CEREDIGION county council has been forced to apologise and pay £100 to a homeless woman who complained to the Ombudsman over the way the authority handled her application for housing.
The Public Ombudsman for Wales, Nick Bennett, found in favour over the woman, identified as Ms A in a casebook report, over failings in response by the council’s Environmental Health Service.
Ms A said she “specifically complained” that the council had “failed to act appropriately after it had given her homelessness points.” She also said that it had not communicated effectively with her about her housing situation.
The Ombudsman did not identify any critical failings in terms of the way in which the council’s Housing Service had dealt with Ms A’s housing applications and also found that the Housing Service had acted “appropriately after it had determined that Ms A was homeless.”
“However,” the report found, “it is concluded that the EHS had not responded to two referrals, which it had received from the council’s Housing Service, satisfactorily.”
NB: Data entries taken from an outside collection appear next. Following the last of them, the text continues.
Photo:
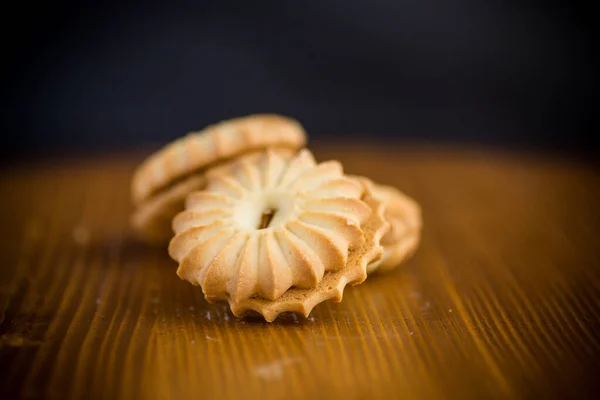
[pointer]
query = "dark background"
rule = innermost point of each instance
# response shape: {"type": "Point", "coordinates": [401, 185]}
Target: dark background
{"type": "Point", "coordinates": [105, 75]}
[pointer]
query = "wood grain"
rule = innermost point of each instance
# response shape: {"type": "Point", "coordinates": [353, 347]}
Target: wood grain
{"type": "Point", "coordinates": [500, 301]}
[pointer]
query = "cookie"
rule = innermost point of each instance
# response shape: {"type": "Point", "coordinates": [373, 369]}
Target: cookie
{"type": "Point", "coordinates": [272, 223]}
{"type": "Point", "coordinates": [152, 219]}
{"type": "Point", "coordinates": [198, 150]}
{"type": "Point", "coordinates": [160, 184]}
{"type": "Point", "coordinates": [332, 286]}
{"type": "Point", "coordinates": [404, 216]}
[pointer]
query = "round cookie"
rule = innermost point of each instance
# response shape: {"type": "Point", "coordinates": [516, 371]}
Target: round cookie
{"type": "Point", "coordinates": [221, 141]}
{"type": "Point", "coordinates": [403, 237]}
{"type": "Point", "coordinates": [161, 183]}
{"type": "Point", "coordinates": [321, 232]}
{"type": "Point", "coordinates": [332, 286]}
Partly upholding the complaint, the Ombudsman recommended that the council should “write to Ms A to apologise for the EHS failings identified”; “pay Ms A a nominal sum of £100 in recognition of the fact that some of the housing difficulties, which she experienced, might have been ameliorated and/or eliminated if the EHS failings identified had not occurred”, and “review the way in which its EHS responds to complaints with a view to preventing a recurrence of the failings identified.”
The council agreed to implement the recommendations.